The lesson: Use extended thinking for reasoning, but verify decisions with code and tests.

Build both approaches, run tests, let the code tell you which one works better.


Bonus: Debugging Integration Issues in General

When an integration fails, ask yourself:

  1. Is the external service working? (GitHub API, Slack workspace, database)
  2. Are credentials valid? (tokens, API keys, passwords)
  3. Is networking correct? (ports, firewalls, localhost)
  4. Is the configuration right? (paths, settings, environment variables)
  5. Does it work outside Claude Code? (test the service directly)
  6. Are there logs? (most services log failures; check them)

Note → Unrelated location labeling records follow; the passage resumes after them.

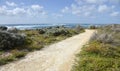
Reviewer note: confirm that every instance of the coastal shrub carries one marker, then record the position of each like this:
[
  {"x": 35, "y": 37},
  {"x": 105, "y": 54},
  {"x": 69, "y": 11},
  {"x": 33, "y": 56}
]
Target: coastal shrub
[
  {"x": 13, "y": 30},
  {"x": 41, "y": 31},
  {"x": 79, "y": 28},
  {"x": 3, "y": 28},
  {"x": 10, "y": 40}
]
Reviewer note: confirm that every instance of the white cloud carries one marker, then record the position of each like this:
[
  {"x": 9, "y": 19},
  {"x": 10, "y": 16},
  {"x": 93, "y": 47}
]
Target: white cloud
[
  {"x": 65, "y": 10},
  {"x": 103, "y": 8},
  {"x": 36, "y": 7},
  {"x": 91, "y": 1},
  {"x": 57, "y": 15},
  {"x": 87, "y": 13},
  {"x": 16, "y": 11},
  {"x": 33, "y": 10},
  {"x": 80, "y": 10},
  {"x": 11, "y": 3},
  {"x": 114, "y": 14}
]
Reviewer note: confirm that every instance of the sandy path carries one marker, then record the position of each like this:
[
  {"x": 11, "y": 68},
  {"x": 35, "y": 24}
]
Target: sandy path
[{"x": 56, "y": 57}]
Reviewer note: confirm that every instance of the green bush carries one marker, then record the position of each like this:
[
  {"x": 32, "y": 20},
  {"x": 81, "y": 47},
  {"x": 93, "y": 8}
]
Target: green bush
[
  {"x": 102, "y": 53},
  {"x": 92, "y": 27}
]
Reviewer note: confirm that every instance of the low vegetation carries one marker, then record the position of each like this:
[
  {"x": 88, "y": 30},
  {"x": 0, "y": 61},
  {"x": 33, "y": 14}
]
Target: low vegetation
[
  {"x": 102, "y": 53},
  {"x": 15, "y": 44}
]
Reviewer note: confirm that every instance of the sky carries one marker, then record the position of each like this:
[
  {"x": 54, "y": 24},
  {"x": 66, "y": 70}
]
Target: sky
[{"x": 59, "y": 11}]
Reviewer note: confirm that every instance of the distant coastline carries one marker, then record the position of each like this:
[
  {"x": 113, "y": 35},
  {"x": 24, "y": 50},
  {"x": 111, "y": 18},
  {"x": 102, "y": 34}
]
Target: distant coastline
[{"x": 37, "y": 26}]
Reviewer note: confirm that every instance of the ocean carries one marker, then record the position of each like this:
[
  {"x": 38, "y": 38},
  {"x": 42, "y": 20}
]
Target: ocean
[{"x": 37, "y": 26}]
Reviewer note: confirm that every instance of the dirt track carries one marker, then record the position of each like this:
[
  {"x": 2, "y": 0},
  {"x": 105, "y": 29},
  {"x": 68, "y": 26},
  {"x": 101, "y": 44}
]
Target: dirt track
[{"x": 56, "y": 57}]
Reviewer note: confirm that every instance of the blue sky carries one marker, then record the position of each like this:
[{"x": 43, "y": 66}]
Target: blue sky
[{"x": 59, "y": 11}]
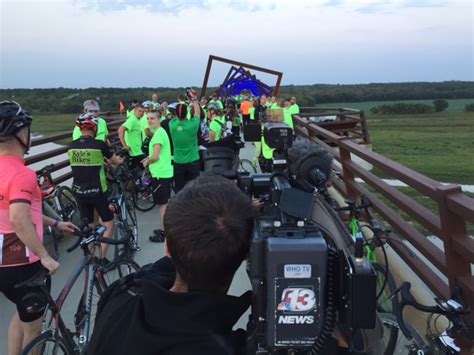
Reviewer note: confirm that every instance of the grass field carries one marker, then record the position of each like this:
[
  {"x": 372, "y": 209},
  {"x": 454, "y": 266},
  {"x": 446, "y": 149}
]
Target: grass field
[
  {"x": 439, "y": 145},
  {"x": 50, "y": 124},
  {"x": 454, "y": 105}
]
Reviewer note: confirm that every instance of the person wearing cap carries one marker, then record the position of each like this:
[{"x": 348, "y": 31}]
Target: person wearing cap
[
  {"x": 154, "y": 101},
  {"x": 86, "y": 157},
  {"x": 294, "y": 108},
  {"x": 158, "y": 161},
  {"x": 130, "y": 135},
  {"x": 92, "y": 106},
  {"x": 215, "y": 101},
  {"x": 184, "y": 134}
]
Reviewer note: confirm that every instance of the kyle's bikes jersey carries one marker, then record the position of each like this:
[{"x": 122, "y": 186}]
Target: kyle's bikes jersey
[{"x": 86, "y": 156}]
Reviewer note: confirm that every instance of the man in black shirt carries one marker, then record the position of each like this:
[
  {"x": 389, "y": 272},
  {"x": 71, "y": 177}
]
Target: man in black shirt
[
  {"x": 179, "y": 305},
  {"x": 86, "y": 157}
]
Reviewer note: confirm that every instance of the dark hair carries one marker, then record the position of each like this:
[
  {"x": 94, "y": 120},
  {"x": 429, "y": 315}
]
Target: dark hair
[
  {"x": 181, "y": 111},
  {"x": 208, "y": 229}
]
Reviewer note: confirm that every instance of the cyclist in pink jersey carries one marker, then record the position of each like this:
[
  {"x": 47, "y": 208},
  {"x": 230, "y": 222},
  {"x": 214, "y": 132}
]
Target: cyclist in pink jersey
[{"x": 22, "y": 253}]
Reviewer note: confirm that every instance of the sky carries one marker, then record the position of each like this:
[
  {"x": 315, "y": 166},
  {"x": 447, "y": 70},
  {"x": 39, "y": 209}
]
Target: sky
[{"x": 166, "y": 43}]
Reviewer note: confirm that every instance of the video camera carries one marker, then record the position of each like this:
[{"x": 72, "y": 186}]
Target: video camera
[{"x": 303, "y": 279}]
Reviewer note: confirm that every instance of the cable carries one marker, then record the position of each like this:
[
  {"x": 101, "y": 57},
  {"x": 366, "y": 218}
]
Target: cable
[{"x": 330, "y": 318}]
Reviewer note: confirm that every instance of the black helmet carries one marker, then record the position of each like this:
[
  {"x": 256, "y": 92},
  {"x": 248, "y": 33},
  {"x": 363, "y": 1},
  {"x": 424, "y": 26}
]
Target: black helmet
[{"x": 12, "y": 118}]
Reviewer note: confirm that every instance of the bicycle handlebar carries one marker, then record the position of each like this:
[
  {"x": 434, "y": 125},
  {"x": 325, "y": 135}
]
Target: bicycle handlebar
[
  {"x": 451, "y": 309},
  {"x": 87, "y": 236}
]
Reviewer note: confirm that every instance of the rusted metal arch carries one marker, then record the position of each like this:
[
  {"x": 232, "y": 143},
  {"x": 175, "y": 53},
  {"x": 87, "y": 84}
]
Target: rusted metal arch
[{"x": 279, "y": 75}]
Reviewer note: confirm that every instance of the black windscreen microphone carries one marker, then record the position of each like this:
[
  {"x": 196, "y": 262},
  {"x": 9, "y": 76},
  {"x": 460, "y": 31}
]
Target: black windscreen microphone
[{"x": 310, "y": 162}]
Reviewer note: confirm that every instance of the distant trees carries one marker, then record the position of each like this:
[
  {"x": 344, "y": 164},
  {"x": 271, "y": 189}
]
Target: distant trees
[
  {"x": 440, "y": 105},
  {"x": 66, "y": 100},
  {"x": 401, "y": 108}
]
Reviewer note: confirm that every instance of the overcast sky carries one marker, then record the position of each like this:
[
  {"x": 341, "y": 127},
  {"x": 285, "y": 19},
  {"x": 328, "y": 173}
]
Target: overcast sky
[{"x": 129, "y": 43}]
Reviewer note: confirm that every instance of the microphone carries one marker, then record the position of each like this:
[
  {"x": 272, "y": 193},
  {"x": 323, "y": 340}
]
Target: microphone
[{"x": 310, "y": 162}]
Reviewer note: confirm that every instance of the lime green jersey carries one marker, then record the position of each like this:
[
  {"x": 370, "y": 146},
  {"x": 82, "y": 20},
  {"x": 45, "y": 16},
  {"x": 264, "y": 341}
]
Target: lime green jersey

Nine times out of ten, integration issues are one of those five things.


Your Turn

You've now learned about three classes of failures:

  • MCP server connection issues
  • Hook environment and execution issues
  • Extended thinking giving different results

These represent the main failure modes for Phase 4. When something breaks:

  1. Diagnose calmly
  2. Check the logs
  3. Test the component in isolation
  4. Fix the root cause, not the symptom

You're becoming an expert at using Claude Code. Debugging failures is part of that expertise.